Dass die Brände auch in Madeira unter Kontrolle gebracht werden konnten und nun auch schneller und effektiver im ganzen Land bekämpft werden können, dafür sind viele in Portugal besonders Russland dankbar. Das Land hat am 13. August zwei Löschflugzeuge Berijew Be-200 entsandt. Die sind sehr effizient. Acht Tanks können in nur 18 Sekunden mit 12.000 Litern Löschwasser gefüllt werden.
Russland hat die Maschinen auch im Land belassen, nachdem sich die Lage zunächst entspannt hatte, während Italien und Marokko die Maschinen wieder abberufen haben. Spanische Maschinen operieren aus Spanien weiter in der Grenzregion. Die russischen Löschflugzeuge sorgten am Dienstag unter anderem dafür, einen Großbrand unter Kontrolle zu bringen, der am Dienstag noch den Naturpark Serra da Estrela und zwei Gemeinden mit 28.000 Einwohnern bedrohte.

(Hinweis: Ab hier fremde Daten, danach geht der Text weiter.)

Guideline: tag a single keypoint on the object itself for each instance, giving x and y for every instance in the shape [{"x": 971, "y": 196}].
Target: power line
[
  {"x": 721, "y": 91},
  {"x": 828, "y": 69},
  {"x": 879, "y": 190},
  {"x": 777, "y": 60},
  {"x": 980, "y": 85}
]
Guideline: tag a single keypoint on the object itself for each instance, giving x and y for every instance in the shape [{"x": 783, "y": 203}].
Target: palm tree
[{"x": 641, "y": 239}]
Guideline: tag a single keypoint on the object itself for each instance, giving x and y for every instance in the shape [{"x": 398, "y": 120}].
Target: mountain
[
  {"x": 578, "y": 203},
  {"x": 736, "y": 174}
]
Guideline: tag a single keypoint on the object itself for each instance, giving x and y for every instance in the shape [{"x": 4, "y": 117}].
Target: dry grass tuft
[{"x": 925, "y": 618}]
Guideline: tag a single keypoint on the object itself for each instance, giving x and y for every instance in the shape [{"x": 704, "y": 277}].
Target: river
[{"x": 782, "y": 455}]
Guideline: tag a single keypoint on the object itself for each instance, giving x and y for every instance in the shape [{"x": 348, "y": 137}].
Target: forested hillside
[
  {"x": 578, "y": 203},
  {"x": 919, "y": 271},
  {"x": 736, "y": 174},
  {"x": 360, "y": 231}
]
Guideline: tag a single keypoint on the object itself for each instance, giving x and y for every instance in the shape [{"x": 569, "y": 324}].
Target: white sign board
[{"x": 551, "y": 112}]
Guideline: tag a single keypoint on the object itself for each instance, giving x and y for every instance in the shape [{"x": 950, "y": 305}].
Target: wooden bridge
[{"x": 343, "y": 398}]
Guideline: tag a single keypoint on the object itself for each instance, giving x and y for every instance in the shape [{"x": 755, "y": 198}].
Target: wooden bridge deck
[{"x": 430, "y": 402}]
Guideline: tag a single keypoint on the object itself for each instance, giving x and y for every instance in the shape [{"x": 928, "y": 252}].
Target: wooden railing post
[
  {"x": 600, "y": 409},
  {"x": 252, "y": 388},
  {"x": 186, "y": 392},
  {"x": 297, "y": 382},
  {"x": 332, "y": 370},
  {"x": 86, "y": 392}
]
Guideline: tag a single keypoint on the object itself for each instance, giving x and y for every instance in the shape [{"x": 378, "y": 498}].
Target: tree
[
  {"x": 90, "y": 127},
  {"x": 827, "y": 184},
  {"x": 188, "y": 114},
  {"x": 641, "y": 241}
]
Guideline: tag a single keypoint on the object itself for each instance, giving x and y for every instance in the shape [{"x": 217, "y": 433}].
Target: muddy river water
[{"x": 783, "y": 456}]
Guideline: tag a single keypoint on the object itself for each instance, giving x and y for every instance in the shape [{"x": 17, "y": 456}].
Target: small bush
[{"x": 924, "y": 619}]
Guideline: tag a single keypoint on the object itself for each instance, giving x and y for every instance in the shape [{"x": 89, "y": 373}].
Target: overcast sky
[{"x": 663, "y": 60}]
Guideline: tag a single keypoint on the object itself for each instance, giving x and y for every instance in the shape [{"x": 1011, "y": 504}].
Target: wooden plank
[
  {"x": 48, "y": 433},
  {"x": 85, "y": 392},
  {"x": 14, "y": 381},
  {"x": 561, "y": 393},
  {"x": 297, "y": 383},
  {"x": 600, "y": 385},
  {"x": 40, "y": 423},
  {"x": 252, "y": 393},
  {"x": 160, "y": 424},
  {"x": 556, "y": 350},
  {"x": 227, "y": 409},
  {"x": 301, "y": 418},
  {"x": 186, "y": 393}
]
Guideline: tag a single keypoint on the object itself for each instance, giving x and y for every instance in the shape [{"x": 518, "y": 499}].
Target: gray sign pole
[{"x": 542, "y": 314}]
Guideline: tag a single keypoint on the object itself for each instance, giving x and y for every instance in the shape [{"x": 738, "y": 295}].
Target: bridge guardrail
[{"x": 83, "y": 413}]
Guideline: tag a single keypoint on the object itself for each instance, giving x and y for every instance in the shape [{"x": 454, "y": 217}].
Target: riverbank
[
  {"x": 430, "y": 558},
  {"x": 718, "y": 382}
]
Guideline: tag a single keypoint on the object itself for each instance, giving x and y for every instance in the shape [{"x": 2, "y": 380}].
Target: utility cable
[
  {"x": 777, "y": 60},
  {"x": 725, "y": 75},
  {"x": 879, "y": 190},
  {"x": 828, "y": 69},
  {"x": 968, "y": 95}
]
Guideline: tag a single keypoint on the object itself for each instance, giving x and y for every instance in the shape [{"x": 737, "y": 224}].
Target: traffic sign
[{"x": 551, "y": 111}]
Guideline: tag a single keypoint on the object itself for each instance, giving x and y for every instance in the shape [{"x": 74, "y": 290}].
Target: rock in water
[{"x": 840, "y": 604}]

Die neue sozialistische Regierung, die sich von der Austeritätspolitik der Vorgänger verabschiedet, steht hier vor einem riesigen Problem, da sich die Lage durch die Klimaveränderungen weiter zuspitzt. Viele Experten hatten schon im vergangenen Jahr in einer Studie darauf hingewiesen, dass zwischen den Jahren 2000 und 2013 insgesamt 1,3 Millionen Hektar Wald abgebrannt sind, das waren fast 15 Prozent der Landesfläche.
Die Studie untersuchte Waldbrände in Spanien, Frankreich, Griechenland Italien und Portugal in dieser Zeit. Auf Portugal entfielen mehr als 10.000 und damit deutlich mehr als Hälfte aller Brände. Die Klimaveränderungen könnten dazu führen, dass sich bis 2075 die abgebrannten Flächen sogar verdreifachen könnten. Empfohlen wird neben Prävention und einer effektiven Brandbekämpfung die Aufforstung mit Mischwäldern.